The anitrust case (Pacific Bell Telephone, et al., v. linkLine Communications, et al., 07-512) is a test of the theory that a “prize squeeze” violates the Sherman Act. A “price squeeze” is said to occur when a company sets high prices at wholesale but then puts low prices on its own retail sales to undercut retail competitors who buy from it at wholesale. The specific question is whether a company that has no duty under antitrust law to sell to others at wholesale can be held liable for the narrow difference between its wholesale and retail price levels. The case may lead to some clarification of the Court’s 2004 ruling in Verizon v. Trinko Law Firm barring a Sherman Act claim when a regulated company with no underlying duty to provide a service but is required to do so by federal law fails in that federally-imposed duty.
Among the cases denied review on Tuesday, the Court may have put an end to a long-running dispute between a lesbian couple over visitation rights to the child after their civil union was dissolved. Last March 30, the Court denied review of the case after it had been appealed from the Vermont Supreme Court; on Tuesday, it denied review of a new appeal from the state courts of Virginia. The end result of these denials was that a Vermont court order stands, gi ving the non-biological partner, Janet Miller-Jenkins, some visitation rights to the child; the biological parent, Lisa Miller-Jenkins, now living in Virginia, had fought the visitation order repeatedly. The new case was Miller-Jenkins v. Miller-Jenkins, 06-672. The case had the same title, but was docket 06-1110, when denied last March.
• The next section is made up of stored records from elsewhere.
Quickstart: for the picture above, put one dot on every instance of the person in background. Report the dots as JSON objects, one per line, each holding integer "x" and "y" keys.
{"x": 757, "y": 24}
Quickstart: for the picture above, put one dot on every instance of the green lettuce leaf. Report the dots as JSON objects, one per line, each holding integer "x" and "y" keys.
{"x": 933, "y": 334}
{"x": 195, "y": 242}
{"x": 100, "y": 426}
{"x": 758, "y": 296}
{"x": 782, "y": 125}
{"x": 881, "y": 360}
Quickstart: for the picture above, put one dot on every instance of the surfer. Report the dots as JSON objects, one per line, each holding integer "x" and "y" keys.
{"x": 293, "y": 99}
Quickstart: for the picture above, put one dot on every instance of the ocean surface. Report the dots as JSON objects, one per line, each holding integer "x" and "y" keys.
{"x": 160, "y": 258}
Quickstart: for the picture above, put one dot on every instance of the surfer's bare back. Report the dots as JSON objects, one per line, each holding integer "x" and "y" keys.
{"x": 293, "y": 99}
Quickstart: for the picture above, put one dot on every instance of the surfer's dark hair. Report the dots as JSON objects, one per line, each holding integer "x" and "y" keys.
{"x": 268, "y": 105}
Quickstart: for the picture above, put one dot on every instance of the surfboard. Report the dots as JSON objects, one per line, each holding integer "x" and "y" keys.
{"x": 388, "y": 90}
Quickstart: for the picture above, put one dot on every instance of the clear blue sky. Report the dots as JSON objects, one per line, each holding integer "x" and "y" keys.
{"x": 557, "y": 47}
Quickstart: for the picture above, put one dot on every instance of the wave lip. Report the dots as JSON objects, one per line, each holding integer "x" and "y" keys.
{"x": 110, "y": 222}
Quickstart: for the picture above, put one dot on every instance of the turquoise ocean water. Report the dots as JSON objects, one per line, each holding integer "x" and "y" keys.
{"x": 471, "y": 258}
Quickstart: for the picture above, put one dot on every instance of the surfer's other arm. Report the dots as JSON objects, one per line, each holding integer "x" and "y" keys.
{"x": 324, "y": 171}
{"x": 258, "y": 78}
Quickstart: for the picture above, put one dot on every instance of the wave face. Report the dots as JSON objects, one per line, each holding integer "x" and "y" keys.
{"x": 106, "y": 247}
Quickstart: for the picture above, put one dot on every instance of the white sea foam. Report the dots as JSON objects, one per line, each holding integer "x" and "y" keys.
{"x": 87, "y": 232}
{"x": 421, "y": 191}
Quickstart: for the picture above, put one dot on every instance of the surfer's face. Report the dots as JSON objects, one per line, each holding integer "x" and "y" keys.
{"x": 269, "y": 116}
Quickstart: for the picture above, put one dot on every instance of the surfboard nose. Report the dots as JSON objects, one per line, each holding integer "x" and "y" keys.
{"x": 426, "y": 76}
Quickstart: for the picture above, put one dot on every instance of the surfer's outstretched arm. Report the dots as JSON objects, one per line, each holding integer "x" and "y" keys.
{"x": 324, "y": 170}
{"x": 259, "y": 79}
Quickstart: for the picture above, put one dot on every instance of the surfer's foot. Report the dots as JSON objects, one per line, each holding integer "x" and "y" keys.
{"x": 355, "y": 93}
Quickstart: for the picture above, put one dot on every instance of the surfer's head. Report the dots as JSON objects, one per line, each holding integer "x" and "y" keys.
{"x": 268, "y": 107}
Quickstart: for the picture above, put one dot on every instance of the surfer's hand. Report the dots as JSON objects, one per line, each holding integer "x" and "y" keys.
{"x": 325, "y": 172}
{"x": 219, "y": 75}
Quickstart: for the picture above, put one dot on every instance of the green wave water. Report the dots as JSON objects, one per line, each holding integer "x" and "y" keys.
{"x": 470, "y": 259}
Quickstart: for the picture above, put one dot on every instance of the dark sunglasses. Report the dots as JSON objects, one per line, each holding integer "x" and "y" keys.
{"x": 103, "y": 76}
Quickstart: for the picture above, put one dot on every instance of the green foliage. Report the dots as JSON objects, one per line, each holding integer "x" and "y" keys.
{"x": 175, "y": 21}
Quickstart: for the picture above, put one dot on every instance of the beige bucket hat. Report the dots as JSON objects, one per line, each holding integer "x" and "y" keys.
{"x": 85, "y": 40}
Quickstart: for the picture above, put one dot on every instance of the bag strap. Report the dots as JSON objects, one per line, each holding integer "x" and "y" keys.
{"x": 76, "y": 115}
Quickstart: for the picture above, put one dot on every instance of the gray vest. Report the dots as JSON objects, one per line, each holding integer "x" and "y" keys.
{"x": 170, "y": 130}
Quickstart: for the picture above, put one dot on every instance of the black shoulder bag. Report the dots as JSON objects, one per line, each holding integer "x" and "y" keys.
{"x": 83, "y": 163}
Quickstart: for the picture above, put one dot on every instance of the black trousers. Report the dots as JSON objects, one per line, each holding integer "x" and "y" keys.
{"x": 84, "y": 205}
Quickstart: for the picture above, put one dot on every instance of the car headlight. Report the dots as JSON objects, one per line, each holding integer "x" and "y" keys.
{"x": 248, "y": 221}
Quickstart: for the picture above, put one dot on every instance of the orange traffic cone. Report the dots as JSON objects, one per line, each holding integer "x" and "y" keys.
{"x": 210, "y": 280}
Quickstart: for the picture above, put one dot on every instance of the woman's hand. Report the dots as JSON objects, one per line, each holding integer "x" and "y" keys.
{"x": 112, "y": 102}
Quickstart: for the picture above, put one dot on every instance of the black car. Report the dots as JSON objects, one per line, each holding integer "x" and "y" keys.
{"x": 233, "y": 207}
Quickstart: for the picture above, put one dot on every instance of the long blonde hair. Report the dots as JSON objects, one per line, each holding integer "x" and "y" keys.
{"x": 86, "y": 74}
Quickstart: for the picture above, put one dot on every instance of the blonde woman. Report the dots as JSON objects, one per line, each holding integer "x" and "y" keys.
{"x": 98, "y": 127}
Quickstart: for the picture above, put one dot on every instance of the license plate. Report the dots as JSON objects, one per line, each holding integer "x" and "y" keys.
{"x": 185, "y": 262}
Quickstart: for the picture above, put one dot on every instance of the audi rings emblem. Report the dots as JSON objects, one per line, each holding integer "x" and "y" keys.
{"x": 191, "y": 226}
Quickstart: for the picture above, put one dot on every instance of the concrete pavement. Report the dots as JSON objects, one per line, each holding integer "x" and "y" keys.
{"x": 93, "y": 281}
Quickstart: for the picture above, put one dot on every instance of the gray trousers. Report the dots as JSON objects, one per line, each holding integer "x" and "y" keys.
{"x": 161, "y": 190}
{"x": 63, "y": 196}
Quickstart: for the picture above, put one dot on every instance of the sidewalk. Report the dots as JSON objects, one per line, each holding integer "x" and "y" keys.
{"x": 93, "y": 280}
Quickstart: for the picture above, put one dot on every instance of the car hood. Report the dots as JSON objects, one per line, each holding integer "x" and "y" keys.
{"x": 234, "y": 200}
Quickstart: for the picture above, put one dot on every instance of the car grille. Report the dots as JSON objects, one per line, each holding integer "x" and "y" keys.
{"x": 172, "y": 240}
Among other issues turned aside by the Court Tuesday: a test of whether states have any authority to bar cellphone companies from listing taxes and fees as separate items on monthly bills to customers; the Eleventh Circuit found that the states do retain some of that power (Sprint Nextel v. NASUCA, 06-1184), and a plea to clarify whether the constitutional limits the Court has put on punitive damages awards permits such an award where business misconduct would qualify as malicious under state law; the argument was rejected by the Sixth Circuit (Chicago Title Insurance v. First American Title Insurance, 07-649).
After releasing the orders and opinion, the Court began a recess that will continue until the scheduled Conference on Feb. 15. In the interim, only emergency orders will be issued.